Evidence for the Coexistence of Anisotropic Superconducting Gap and Nonlocal Effects in the Non-magnetic Superconductor LuNi2B2C
Tuson Park, Elbert E. M. Chia, M. B. Salamon, E. D. Bauer, I. Vekhter,, J. D. Thompson, Eun Mi Choi, Heon Jung Kim, Sung-Ik Lee, and P. C. Canfield

TL;DR
This paper investigates how anisotropic superconducting gaps and nonlocal effects coexist in LuNi2B2C, revealing complex heat capacity behaviors influenced by disorder and magnetic field orientation.
Contribution
It provides experimental evidence of the coexistence of anisotropic gaps and nonlocal effects in a non-magnetic superconductor, highlighting disorder's impact on heat capacity patterns.
Findings
Pure samples show fourfold heat capacity variation with field rotation.
Disordered samples develop secondary minima, leading to an 8-fold pattern.

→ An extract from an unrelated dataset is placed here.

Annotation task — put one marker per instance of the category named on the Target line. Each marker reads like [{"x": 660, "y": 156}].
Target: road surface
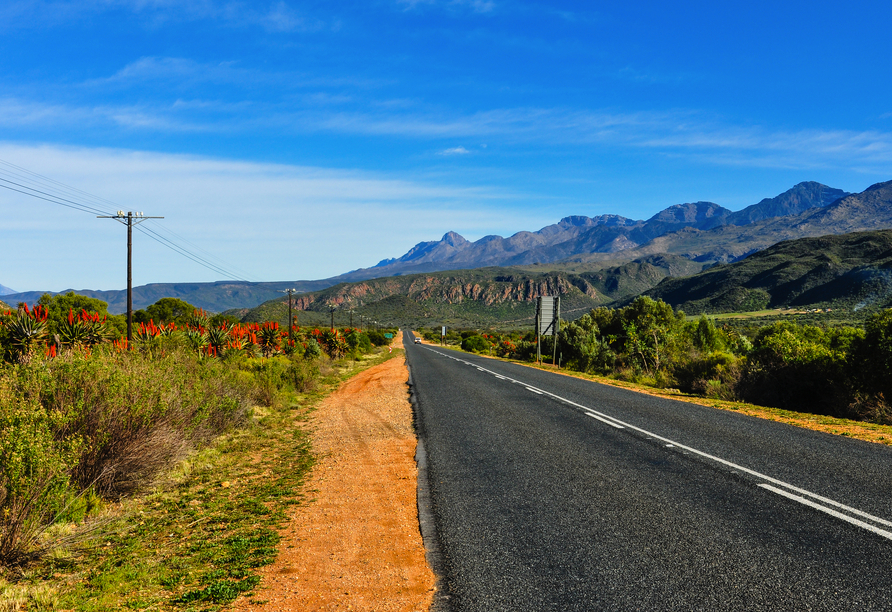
[{"x": 554, "y": 493}]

Results suggest interplay between gap anisotropy and nonlocal effects.
Abstract
A study of the dependence of the heat capacity Cp(alpha) on field angle in LuNi2B2C reveals an anomalous disorder effect. For pure samples, Cp(alpha) exhibits a fourfold variation as the field H < Hc2 is rotated in the [001] plane, with minima along <100> (alpha = 0). A slightly disordered sample, however, develops anomalous secondary minima along <110> for H > 1 T, leading to an 8-fold pattern. The anomalous pattern is discussed in terms of coexisting superconducting gap anisotropy and non-local effects.